Bir süredir işe bisikletle gidip geliyorum , pazartesi sendromu ve stres yaşamıyorum. :) Bisiklet sürmek insana bambaşka bir enerji veriyor. Bisiklet sürmenin en önemli güzelliği, üzerinizde birikmiş olan negatif enerjiyi pedal çevirerek atmanız. Rüzgarı, çiseleyen yağmuru,çiçeklerin kokusunu hissetmeniz ve hatta yerde yürüyen bir böceği görerek yön değiştirebilmeniz... Adeta doğanın bir parçası olduğunuzu anlıyorsunuz.
Biliyorum, kontak anahtarını ve direksiyonu çevirmek bu kadar kolayken , sıcaktan , soğuktan, yağmurdan, çamurdan , egsoz gazlarından korunaklı bir arabanın içinde ilerlemek varken, üstelikte bisikletlileri hiç kimsenin aklına getirmediği bir ülkede , "bisikletle işe gidin " demek pek kolay değil.

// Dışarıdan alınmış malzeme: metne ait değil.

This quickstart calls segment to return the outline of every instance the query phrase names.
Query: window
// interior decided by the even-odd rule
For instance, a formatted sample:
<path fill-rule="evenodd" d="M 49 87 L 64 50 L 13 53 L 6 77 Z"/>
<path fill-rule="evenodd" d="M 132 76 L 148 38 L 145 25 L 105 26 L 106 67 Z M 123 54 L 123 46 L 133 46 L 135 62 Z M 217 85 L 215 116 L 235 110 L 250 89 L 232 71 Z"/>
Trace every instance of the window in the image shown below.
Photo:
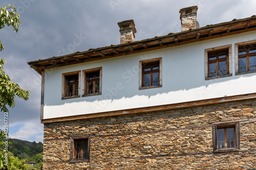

Ama güzel bir bahar gününde bisikletle evden çıkıp , herşeyin iyi olacağı hissiyle kendi gücünüzle ilerlemek, insana farklı bir huzur ve özgüven veriyor.
İşte benim bisikletle oluşturduğum kısa hikayem böyle. Ama bisikletle çok daha büyük maceralar yaşamış olanlar var; Emre Tok , bisikletle binlerce km yapmış bir gezgin.http://www.geziyorum.net/ adresli sitesinde paylaşmış herşeyi. "Bisikletle İşe Gidiş " başlığında da ilgilenenlerin mutlaka okuması gereken bir dergi var.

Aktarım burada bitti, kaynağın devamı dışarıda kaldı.